Sea level rise: Why 13.1 million Americans might need to move

Researchers looked at environmental data for US coastal regions in the United States, coupled with population projections and estimates of sea level rise.

Kevin Lamarque/Reuters/File
Women walk through a coastal ghost forest believed to be caused by sea level rise on Assateague Island in Virginia, in this October 25, 2013 file photo.

Up to 13.1 million people could be at risk from sea level rise in coastal communities in the United States by the end of this century, according to new research.

The study, published Monday in Nature Climate Change, coupled projections of population growth with location-specific environmental data to produce small-scale assessments of how individual communities could be affected. 

While the estimates emerging from this survey depend upon both sea level rises and population trends, if accurate, they could foretell a relocation effort equal to the 20th century's "Great Migration" by southern African-Americans.

“People have been doing impact assessments related to sea level rise for some time now, but using current population information, which has tended to go obsolete very quickly, because populations are dynamic by their very nature,” says lead author Mathew Hauer of the University of Georgia, in a telephone interview with The Christian Science Monitor.

“We wanted to create a model so we could make assessments using current and projected population figures.”

The tool they created employed population records for the 70-year period spanning 1940-2010, attaining a resolution down to areas about the size of a city block, and then used that data to calculate projected population growth on the same geographic scale.

The second aspect of the model considered elevation and associated flood risk for each coastal sector, using datasets from the National Oceanic and Atmospheric Administration (NOAA) for 22 coastal states and the District of Columbia.

The statistics from NOAA provide information based on varying sea level rises, ranging from 0 to 1.8 meters by the year 2100.

Of course, this all becomes irrelevant if sea levels remain as they are, but according to NOAA, such a scenario seems increasingly unlikely.

“Records and research show that sea level has been steadily rising at a rate of 0.04 to 0.1 inches per year since 1900. Since 1992, new methods of satellite altimetry (the measurement of elevation or altitude) indicate a rate of rise of 0.12 inches per year.
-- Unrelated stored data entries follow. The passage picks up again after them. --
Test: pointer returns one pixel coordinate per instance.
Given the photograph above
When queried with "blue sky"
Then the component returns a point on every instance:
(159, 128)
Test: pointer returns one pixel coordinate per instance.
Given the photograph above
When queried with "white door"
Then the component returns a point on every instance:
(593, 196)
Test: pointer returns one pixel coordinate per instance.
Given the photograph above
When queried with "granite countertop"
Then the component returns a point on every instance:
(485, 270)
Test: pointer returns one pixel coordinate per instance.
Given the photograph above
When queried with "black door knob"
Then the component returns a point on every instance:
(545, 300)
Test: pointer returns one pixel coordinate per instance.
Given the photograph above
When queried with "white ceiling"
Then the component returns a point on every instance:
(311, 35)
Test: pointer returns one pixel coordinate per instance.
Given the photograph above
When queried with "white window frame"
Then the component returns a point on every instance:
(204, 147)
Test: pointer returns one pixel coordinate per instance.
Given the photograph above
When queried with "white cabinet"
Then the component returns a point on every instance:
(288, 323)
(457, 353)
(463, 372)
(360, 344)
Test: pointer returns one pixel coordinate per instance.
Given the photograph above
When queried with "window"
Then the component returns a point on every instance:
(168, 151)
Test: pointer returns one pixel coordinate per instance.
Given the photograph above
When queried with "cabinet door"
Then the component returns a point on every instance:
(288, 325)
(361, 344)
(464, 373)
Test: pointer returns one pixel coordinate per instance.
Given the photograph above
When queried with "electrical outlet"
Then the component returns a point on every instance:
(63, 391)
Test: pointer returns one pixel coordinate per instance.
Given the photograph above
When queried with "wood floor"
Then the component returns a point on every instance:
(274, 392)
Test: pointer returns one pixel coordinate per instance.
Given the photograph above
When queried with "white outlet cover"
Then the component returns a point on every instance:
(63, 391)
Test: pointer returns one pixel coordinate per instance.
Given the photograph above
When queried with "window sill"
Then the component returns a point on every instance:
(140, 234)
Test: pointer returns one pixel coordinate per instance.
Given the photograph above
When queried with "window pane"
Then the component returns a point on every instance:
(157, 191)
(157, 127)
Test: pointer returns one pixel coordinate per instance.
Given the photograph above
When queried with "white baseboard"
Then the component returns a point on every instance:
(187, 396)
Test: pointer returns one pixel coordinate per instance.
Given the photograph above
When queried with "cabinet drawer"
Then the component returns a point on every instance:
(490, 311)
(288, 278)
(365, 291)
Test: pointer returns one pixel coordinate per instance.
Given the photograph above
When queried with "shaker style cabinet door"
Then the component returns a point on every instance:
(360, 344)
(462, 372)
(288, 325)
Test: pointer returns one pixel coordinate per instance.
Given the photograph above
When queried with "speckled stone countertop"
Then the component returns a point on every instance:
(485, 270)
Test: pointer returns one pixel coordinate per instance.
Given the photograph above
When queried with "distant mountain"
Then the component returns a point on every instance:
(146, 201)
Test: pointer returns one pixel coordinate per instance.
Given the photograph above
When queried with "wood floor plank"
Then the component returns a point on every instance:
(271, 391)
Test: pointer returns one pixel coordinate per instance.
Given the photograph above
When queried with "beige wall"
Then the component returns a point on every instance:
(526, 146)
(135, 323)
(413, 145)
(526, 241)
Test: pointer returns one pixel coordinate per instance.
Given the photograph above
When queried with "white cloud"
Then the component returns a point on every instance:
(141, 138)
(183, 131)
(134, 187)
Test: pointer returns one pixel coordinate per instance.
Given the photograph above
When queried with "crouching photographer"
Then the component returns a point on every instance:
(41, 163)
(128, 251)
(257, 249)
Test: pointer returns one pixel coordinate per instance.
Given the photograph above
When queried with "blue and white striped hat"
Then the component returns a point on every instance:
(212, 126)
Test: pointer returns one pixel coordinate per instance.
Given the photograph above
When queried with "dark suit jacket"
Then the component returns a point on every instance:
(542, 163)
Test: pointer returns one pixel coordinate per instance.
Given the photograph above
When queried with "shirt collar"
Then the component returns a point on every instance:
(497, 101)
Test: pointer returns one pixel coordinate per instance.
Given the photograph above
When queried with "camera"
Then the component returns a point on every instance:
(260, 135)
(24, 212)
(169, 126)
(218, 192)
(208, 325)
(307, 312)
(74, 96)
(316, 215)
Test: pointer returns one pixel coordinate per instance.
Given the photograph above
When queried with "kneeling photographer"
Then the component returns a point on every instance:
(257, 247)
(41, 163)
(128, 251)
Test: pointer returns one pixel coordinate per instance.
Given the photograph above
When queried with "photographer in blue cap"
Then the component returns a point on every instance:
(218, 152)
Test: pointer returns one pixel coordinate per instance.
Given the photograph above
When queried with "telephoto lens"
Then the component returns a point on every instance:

This is a significantly larger rate than the sea-level rise averaged over the last several thousand years.”

With that in mind, Hauer and his colleagues produced estimates for the numbers of people likely to be impacted in US coastal communities, based on various degrees of sea level rise.

The upper end of those figures, based on NOAA’s data for a sea level rise of 1.8 meters, puts 13.1 million people at risk; a jump of 0.9 meters in sea levels will instead affect 4.2 million.

“Within the study, we provided results for all coastal counties,” Hauer tells the Monitor, “and as climate change mitigation in the US currently seems to be a bottom-up approach, our hope is that this data can be used by those communities to help with planning.”

The southeastern states account for nearly 70 percent of the total at-risk population, with Florida alone bearing the burden for nearly half.

Yet the authors' aspirations go further than just assisting with adaptation to sea level rise: they foresee the tools used in this study being expanded to look at other hazards, as well as modelling future economic impacts.

“There are a lot of other hazards you could couple this population projection approach with,” says Hauer, “such as storm surges associated with tropical cyclones.”